Trump, da “Crypto President” a rischio per i mercati: come i nuovi dazi potrebbero danneggiare il futuro globale delle criptovalute
La proposta dei dazi del “Liberation Day” di Trump potrebbe ridefinire gli equilibri del commercio internazionale. E per il settore crypto, le conseguenze non sarebbero affatto neutre. Tra volatilità, pressioni su mining e incertezza regolatoria, ecco perché gli analisti temono un impatto duraturo sul mondo delle criptovalute.
Negli ultimi anni il rapporto tra Donald Trump e le criptovalute è cambiato radicalmente. Una volta soprannominato “Crypto President” per la sua apertura all’innovazione finanziaria, oggi l’ex presidente USA torna a far discutere con la proposta dei nuovi dazi “Liberation Day Tariffs”. Una mossa che, secondo diversi analisti, potrebbe avere ripercussioni globali sul mercato crypto, in un momento già segnato da forte incertezza e rinnovate tensioni internazionali.

Il 2 aprile 2025 è la data chiave. In quel giorno, secondo il Financial Times, Trump dovrebbe annunciare dazi reciproci verso i principali partner commerciali, nel tentativo di “liberare l’America dalla dipendenza estera”. Ma l’obiettivo politico si traduce in effetti economici potenzialmente destabilizzanti, soprattutto per gli asset digitali, che sempre più si muovono in sintonia con l’umore macroeconomico.

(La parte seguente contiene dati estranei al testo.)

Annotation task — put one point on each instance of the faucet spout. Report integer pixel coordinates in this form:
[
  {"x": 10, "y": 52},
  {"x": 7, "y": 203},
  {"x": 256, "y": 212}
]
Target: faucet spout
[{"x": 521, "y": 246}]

Criptovalute e dazi: un legame meno indiretto di quanto sembri
Molti ritengono che le criptovalute siano al riparo da tensioni geopolitiche. Ma secondo Barron’s, dopo le prime indiscrezioni sulle tariffe, Bitcoin ha perso lo 0,7%, Ethereum l’1,9% e XRP il 3,7%. Una reazione che rivela come l’incertezza macro impatti sempre più sul comparto. Gli investitori, in particolare quelli istituzionali, tendono a ridurre l’esposizione su asset percepiti come volatili quando si alza il rischio sistemico.
Come riportato da FXStreet, le tariffe sull’hardware tecnologico, in particolare semiconduttori e componenti per il mining, potrebbero aumentare i costi per i miner, riducendone la redditività e la sicurezza della rete. Molti operatori basano la propria attività su importazioni da Paesi asiatici, e tariffe aggiuntive rischiano di alterare completamente i margini.

Il rischio più ampio, evidenziato da Business Insider, è che un contesto di protezionismo possa portare a una frenata nella diffusione della blockchain, specialmente nei mercati emergenti, e ad una “recessione regolatoria” globale. Le tensioni commerciali potrebbero tradursi in nuove barriere per le transazioni internazionali in crypto, o addirittura in limiti alla circolazione dei capitali digitali.
Perché il settore teme le scelte di Trump
Secondo gli analisti di Nasdaq.com, le criptovalute sono considerate sempre più asset alternativi in scenari di crisi. Tuttavia, la crescente volatilità può spingere gli investitori istituzionali a ridurre l’esposizione, specie in un quadro in cui non esiste una regolamentazione armonizzata tra le principali economie mondiali.
Inoltre, politiche commerciali aggressive rischiano di bloccare le collaborazioni internazionali tra sviluppatori, exchange e piattaforme. Questo ostacola lo sviluppo di standard comuni, riduce l’interoperabilità e complica la scalabilità dei progetti. MarketWatch sottolinea come ciò possa innescare nuove restrizioni sulle transazioni digitali, danneggiando sia i piccoli utenti sia le imprese più strutturate.
Il settore crypto ha bisogno di regole chiare, accesso a infrastrutture tecnologiche e interoperabilità. Se le barriere aumentano, la conseguenza potrebbe essere una nuova frammentazione. In questo scenario, Trump rischia di non essere più il “Crypto President”, ma piuttosto l’uomo che ha spinto l’industria a ripensare il suo futuro globale.